In terms of technology selection, I did not choose spring to build the project, but chose the more lightweight vert. X. On the one hand, spring is too heavy, and vert. X is a JVM based, lightweight and high-performance framework. It is event based and asynchronous, relies on the fully asynchronous Java Server netty, and extends many other features.
GitHub address: https://github.com/fengzhizi715/NetDiscovery
1、 Functions of crawler framework
The crawler framework includes a spider engine and a spider. Spiderengine can manage multiple spiders.
1.1 Spider
Spider mainly contains several components: Downloader, queue, parser, pipeline and proxy pool IP. Proxy pool is a separate project. I wrote some time ago that proxy IP often needs to be switched when using the crawler framework, so I introduced it.
Proxypool address: https://github.com/fengzhizi715/ProxyPool
The other four components are interfaces. Some implementations are built in the crawler framework, such as multiple downloaders, including those implemented by vertx's webclient, HTTP client, okhttp3 and selenium. Developers can choose to use or develop a new downloader according to their own situation.
The download method of the downloader will return a may < response >.
In spider, a series of subsequent chain calls are realized through the May < response > object. For example, the response is converted into a page object, and then the page object is parsed. After the page is parsed, a series of pipeline operations are performed.
Using rxjava 2 here can make the whole crawler framework look more responsive:)
1.2 SpiderEngine
Spiderengine can contain multiple spiders. You can add crawlers to spiderengine and create new spiders and add them to spiderengine through addspider() and createspider().
In spiderengine, if the httpd (port) method is called, you can also monitor each spider in spiderengine.
1.2.1 get the status of a crawler
http://localhost: {port}/netdiscovery/spider/{spiderName}
Type: get
1.2.2 get the status of all crawlers in spiderengine
http://localhost: {port}/netdiscovery/spiders/
Type: get
1.2.3 modify the status of a crawler
http://localhost: {port}/netdiscovery/spider/{spiderName}/status
Type: Post
Parameter Description:
Examples of using frameworks
Create a spider engine, and then create three spiders.
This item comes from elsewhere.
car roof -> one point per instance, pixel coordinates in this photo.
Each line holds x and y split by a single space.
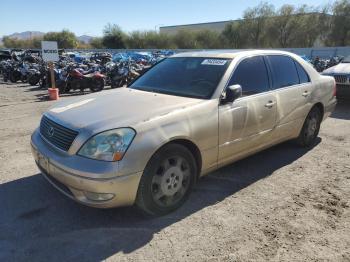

Each crawler crawls a page at regular intervals.
After the above program runs for a period of time, enter in the browser: http://localhost:8080/netdiscovery/spiders
We can see the results of three crawlers.
Format JSON
case
Recently, the chain of chain has been paid more attention to. Therefore, a program has been made to capture the price of three digital currencies in real time, and the latest price can be obtained by asking the official account.
At present, the program has been on-line, and can ask for my official account to get the latest price of these digital currencies in real time.
TODO
summary
This crawler framework has just started, and I have also referred to many excellent crawler frameworks. In the future, I will consider adding screenshots to the framework to analyze the data in the picture. Even combined with cv4j framework. Before the Chinese new year, priority will be given to the identification of login verification codes in the crawler framework.
The above is the whole content of this article. I hope it will be helpful to your study, and I hope you can support programming tips.